The gene, called MECP2, resides on the X chromosome. Boys have just one X, so in a male embryo, a faulty MECP2 gene would cause the genes under its control to go unsilenced in every cell.

According to Huda Y. Zoghbi of the Howard Hughes Medical Institute at Baylor College of Medicine in Houston, male embryos probably die in the womb. That would explain, she says, why boys are missing from the epidemiologists' rolls. Zoghbi codirected the recent study with Uta Francke of Stanford University.

Girls with Rett syndrome have a defective MECP2 gene on one of their two X chromosomes and a sound gene on the other. Because every cell in a girl's body consults only one X, and picks which one at random, half her cells are ruled by the healthy silencing gene and half by the faulty copy.

Scientists are still puzzling over how girls with Rett survive at all. Defects in MECP2 must not unleash genes to the extent biologists had expected, say Huntington E Willard of Case Western Reserve University in Cleveland and Brian D. Hendrich of the University of Edinburgh in a commentary accompanying the report. One possibility is that only a few MECP2-regulated genes are freed to shout out. Another is that many genes are not silenced but are only whispering instead of blaring out of turn.

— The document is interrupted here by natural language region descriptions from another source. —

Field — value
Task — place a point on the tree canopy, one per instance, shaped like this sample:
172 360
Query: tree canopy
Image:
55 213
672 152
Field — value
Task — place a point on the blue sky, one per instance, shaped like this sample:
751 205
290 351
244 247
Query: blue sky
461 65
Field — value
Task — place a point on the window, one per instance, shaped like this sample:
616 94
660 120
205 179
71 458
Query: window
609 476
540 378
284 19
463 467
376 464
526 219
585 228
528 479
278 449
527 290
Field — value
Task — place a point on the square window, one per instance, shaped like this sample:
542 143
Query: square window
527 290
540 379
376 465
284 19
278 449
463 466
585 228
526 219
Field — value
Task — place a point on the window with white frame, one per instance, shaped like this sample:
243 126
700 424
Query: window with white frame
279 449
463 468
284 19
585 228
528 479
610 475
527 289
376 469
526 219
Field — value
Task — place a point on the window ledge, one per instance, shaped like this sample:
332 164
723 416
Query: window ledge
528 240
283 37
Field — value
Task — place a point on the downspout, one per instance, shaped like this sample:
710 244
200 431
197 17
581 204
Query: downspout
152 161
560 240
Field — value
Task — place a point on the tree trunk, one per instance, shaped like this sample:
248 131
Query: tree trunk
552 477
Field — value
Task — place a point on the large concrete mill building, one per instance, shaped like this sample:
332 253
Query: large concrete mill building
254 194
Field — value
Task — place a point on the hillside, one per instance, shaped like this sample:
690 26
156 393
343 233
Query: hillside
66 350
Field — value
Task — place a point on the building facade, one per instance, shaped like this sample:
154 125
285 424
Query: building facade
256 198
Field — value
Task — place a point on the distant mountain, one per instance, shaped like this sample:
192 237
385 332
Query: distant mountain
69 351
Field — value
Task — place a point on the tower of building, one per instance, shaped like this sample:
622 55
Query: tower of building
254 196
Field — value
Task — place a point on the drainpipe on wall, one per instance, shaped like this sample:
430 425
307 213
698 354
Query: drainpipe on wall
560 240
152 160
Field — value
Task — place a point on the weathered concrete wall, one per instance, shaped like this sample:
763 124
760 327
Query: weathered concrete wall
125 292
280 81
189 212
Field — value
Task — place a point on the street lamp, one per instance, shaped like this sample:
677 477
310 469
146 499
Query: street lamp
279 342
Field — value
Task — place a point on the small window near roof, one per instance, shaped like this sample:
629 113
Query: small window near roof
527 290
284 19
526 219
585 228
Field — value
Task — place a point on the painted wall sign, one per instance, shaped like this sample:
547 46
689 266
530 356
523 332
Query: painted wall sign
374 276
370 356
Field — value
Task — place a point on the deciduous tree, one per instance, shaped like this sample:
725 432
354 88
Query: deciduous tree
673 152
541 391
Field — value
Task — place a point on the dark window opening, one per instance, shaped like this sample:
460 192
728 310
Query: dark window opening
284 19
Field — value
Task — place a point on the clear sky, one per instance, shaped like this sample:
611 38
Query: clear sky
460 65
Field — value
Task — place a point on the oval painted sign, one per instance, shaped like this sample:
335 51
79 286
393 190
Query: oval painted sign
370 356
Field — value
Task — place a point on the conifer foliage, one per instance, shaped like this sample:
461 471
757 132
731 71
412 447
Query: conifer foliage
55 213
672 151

A treatment for Rett is not likely to emerge until researchers learn more, Zoghbi says. Meanwhile, says Francke, parents will benefit from the ability to screen girls for MECP2 defects. It now takes 4 to 5 years to diagnose Rett. During that time, parents don't know whether other children that they conceive will be at high risk for the condition. A diagnosis of Rett rules against this possibility because 99.5 percent of cases arise spontaneously, says Francke.

The link between Rett and gene regulation suggests a pattern. In a study reported in August, scientists at U.S. and French laboratories showed a connection between Coffin-Lowry syndrome, another form of mental retardation, and chromosome changes related to silencing.

Because nerve cells must make myriad interconnections during development, scientists regard the brain as particularly vulnerable to disruptions as an organism grows. Francke predicts that future research will link other neurological disorders to defective gene silencing.